A uniform chain of mass 'm' and length 'l' rests on a rough incline (inclination is angle 'Q') with its part hanging vertically. The chain (inclined) starts moving up the incline (and the vertical part moving down) provided the hanging (vertical) part equals to 'n' times the total chain length. Find the work done by friction as it completely slides off the incline.

## Homework Equations

Newton's 2nd law

## The Attempt at a Solution

I assumed friction coefficient to be 'u'.

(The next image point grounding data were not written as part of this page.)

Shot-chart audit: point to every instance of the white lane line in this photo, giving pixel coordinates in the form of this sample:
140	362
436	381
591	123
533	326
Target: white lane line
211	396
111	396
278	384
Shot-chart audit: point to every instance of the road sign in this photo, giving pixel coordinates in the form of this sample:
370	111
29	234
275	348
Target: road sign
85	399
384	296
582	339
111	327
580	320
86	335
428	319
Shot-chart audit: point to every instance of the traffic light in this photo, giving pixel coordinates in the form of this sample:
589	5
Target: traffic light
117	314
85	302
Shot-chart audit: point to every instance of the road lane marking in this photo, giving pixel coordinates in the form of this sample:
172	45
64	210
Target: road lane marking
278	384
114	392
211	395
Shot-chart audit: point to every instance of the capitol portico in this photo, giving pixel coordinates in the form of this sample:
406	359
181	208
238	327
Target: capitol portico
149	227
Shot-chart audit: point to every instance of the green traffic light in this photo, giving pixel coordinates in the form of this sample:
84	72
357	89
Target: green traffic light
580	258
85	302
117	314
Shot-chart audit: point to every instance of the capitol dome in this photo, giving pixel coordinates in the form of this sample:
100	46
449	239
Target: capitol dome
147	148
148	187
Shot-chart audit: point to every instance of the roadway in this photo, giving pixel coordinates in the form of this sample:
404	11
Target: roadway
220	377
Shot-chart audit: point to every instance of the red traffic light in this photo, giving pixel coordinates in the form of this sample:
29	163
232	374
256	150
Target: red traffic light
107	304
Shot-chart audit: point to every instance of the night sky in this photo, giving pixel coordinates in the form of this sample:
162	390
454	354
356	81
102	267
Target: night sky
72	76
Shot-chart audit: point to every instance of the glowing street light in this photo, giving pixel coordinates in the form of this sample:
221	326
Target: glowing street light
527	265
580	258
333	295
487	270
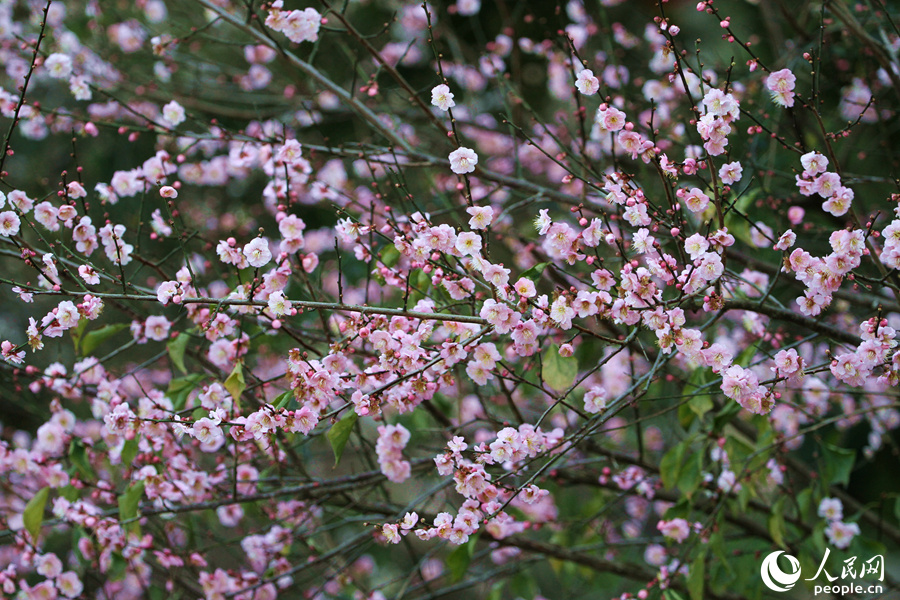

Frictional force would be N u.

I took the inclined part a system to draw the free body diagram.

N = m'gCosQ where m' is the mass of chain on the incline.

Work (fric) = N u s (displacement) x Cos 180° = - m'gCosQ x s

As mass m' will decrease as chain slides up the incline. I considered a small part of chain 'x' of mass dm. As chain is uniform density,

m/l = dm/x => dm = m x /l

For a small work dW

= -dm gCosQ dx

= - (m/l) gCosQ xdx

Let the length of vertically hanging part be 'a'

a/l = n => a=nl

So length of inclined part initially is l-nl

So I integrated xdx putting limits (l-ln) to 0 and got W= mlgCosQ u / 2 but the problem is I'm unable to find a way to write 'u' in terms of given variables.

I was hoping for an idea to find 'u' or any other better method to solve this (within the scope of basic calculus and mechanics).